KKR & Co. (NYSE:KKR) is reshaping its portfolio: buying EDF Power Solutions’ North American renewables for about $4.2B plus contingent payments, finalizing an HMC joint energy platform, preparing to report Q2 results July 30, and simultaneously selling Ocean Yield and marketing Japan’s Central Tank Terminal.
Previous Week Recap
- KKR Buys EDF Power North America Renewables: KKR will buy EDF Power Solutions’ North America renewables for about $4.2B plus up to $390M contingent, adding solar, wind, battery assets and O&M, funded by KKR’s infrastructure strategy.
- KKR Reports Q2 2026 Results: KKR & Co. (KKR) will report Q2 2026 results July 30, 2026 before NYSE open. No further financial or operational details were provided in the company notice.

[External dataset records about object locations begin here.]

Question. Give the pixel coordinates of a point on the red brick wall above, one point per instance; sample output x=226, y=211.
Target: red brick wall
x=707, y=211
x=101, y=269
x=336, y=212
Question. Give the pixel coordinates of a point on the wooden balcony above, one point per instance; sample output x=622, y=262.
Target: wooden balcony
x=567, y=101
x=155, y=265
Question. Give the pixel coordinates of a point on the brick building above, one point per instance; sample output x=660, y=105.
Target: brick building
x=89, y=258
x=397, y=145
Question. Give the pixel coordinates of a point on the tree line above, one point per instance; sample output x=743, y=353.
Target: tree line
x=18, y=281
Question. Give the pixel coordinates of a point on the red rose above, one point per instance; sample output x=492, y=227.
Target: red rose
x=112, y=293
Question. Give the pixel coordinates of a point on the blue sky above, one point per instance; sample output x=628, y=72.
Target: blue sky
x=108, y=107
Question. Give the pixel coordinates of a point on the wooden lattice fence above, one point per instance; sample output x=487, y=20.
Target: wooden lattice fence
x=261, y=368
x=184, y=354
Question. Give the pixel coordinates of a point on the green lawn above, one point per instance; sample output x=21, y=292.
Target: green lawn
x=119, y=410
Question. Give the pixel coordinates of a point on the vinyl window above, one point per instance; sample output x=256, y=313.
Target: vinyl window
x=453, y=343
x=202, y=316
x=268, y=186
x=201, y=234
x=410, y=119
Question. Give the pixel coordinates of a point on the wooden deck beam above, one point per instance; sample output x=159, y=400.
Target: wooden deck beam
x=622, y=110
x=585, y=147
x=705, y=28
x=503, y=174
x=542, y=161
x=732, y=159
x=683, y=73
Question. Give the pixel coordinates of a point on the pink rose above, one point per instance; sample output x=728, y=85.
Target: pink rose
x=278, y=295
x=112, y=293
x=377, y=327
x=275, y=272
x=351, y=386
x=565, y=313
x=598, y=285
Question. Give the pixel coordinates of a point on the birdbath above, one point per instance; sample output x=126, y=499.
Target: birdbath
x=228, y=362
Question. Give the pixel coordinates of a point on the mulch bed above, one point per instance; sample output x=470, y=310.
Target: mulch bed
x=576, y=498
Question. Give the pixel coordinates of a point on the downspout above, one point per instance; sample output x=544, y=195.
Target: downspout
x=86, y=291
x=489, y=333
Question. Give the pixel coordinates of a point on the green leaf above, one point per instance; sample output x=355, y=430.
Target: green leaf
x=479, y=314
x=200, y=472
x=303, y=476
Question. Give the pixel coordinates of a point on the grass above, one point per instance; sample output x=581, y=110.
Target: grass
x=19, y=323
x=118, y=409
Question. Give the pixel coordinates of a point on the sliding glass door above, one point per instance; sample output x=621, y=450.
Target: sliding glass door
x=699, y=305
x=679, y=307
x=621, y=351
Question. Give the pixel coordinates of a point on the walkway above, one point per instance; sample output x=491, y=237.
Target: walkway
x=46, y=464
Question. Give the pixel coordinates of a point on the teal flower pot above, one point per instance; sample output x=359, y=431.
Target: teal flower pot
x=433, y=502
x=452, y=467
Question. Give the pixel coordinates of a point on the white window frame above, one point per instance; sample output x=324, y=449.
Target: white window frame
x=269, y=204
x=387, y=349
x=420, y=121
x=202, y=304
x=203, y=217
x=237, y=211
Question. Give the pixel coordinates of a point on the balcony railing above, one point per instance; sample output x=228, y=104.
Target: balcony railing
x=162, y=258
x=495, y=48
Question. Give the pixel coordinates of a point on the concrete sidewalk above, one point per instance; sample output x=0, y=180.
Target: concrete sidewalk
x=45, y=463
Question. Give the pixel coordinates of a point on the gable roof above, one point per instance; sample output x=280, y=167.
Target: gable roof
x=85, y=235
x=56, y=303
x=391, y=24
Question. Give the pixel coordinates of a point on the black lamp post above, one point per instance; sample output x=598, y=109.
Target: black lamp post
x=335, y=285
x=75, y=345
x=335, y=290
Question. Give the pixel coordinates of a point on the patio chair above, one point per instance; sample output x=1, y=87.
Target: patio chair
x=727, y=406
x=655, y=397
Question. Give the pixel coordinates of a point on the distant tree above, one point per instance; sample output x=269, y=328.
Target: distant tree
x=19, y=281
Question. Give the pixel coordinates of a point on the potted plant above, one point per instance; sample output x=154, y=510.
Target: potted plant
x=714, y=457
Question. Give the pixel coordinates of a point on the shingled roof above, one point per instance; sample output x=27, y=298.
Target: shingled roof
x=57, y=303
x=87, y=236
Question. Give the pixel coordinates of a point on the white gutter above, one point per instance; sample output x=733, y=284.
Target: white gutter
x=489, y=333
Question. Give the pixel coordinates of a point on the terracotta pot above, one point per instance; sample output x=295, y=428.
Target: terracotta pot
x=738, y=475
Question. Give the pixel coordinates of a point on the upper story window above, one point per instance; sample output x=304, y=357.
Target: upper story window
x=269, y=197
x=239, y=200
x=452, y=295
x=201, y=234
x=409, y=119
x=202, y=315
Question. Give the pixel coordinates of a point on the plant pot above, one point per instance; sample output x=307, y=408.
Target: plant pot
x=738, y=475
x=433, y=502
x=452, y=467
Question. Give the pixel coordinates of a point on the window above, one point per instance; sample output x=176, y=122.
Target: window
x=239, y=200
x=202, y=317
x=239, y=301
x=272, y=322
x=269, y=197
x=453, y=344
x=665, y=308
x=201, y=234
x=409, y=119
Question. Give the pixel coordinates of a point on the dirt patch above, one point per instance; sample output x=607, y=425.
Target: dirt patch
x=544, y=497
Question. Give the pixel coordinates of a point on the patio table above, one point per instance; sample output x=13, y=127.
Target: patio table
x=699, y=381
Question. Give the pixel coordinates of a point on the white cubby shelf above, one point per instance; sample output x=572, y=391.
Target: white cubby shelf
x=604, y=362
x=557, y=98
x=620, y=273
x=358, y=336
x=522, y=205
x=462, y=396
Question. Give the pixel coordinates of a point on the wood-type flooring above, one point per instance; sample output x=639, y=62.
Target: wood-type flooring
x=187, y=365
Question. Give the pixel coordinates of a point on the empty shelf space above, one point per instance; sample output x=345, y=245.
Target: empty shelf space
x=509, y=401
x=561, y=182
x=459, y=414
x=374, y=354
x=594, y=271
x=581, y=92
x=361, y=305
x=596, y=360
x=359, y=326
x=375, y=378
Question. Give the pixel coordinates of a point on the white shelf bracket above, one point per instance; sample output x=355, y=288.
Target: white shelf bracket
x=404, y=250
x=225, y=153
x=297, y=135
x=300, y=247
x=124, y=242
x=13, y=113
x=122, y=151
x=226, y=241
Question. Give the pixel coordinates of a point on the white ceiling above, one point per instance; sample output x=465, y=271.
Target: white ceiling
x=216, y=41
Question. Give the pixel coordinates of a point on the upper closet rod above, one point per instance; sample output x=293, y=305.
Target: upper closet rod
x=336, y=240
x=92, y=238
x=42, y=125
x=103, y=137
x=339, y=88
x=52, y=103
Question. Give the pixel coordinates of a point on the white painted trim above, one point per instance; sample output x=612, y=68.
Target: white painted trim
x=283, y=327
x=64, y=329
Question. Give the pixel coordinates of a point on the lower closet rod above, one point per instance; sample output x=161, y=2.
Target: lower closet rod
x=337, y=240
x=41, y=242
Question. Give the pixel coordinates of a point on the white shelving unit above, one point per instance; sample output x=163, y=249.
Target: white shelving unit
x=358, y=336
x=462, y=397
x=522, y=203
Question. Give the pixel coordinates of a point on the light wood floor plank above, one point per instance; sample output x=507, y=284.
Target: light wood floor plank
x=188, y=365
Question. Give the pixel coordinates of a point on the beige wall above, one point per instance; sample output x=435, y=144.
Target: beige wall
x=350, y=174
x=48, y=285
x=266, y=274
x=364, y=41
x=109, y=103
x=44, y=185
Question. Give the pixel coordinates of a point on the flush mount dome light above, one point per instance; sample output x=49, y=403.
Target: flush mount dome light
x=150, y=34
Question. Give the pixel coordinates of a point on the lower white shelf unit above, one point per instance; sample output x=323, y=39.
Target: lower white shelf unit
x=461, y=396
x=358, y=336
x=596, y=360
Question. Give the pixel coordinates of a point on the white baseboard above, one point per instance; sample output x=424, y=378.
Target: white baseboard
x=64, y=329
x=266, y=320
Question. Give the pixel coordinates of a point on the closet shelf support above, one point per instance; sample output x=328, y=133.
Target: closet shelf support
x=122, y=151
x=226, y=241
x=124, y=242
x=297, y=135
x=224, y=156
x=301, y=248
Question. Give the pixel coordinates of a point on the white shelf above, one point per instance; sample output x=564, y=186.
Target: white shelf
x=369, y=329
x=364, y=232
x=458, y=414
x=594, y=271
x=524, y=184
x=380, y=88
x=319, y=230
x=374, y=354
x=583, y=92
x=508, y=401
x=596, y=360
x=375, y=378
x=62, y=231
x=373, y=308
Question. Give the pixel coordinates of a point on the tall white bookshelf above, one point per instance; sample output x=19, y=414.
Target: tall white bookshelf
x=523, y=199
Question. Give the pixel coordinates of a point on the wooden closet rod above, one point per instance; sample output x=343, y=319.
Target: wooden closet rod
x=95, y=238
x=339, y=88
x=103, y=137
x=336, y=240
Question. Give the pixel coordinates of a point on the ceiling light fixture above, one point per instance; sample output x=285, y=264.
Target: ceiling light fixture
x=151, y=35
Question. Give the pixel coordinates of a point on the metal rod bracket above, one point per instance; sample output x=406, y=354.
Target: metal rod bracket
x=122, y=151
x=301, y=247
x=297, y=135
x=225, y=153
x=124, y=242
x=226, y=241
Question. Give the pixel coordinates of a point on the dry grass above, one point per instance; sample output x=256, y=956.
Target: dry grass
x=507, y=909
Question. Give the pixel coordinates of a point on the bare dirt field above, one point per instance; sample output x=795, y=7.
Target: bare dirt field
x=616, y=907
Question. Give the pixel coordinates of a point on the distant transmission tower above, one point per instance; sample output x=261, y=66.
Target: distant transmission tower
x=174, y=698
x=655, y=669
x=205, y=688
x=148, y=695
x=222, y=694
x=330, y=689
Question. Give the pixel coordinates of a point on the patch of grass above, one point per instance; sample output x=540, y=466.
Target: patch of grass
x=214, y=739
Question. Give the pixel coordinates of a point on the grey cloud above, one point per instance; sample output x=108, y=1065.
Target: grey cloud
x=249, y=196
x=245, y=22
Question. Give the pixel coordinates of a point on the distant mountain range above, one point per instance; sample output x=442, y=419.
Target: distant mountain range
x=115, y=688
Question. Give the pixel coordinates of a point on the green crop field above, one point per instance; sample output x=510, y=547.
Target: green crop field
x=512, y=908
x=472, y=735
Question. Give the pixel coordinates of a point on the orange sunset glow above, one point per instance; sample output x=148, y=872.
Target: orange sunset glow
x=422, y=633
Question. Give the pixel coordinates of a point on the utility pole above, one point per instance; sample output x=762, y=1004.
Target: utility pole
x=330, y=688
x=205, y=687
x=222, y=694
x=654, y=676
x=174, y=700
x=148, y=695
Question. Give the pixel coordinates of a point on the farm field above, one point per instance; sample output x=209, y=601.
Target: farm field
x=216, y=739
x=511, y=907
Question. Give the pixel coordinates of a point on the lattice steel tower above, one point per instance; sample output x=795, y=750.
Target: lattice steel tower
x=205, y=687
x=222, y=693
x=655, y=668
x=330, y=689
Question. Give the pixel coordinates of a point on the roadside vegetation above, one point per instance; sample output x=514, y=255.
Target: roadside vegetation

- KKR Sells Ocean Yield Stake: KKR to sell 100% of Ocean Yield to A.P. Møller unit, pending approvals. KKR exits majority ownership but keeps a stake in CapeOmega. Ocean Yield grew to 70+ vessels, $5B backlog.
- Central Tank Terminal Auction Bids: KKR-owned Central Tank Terminal in Japan draws bids from MBK, Actis and Bain. Sale may top $600M including debt; buyers asked for binding offers by August.
- KKR/HMC Capital Energy Platform Financing: KKR completed funding and equity close with HMC Capital for their joint energy platform, finalizing the transaction’s financing and ownership structure.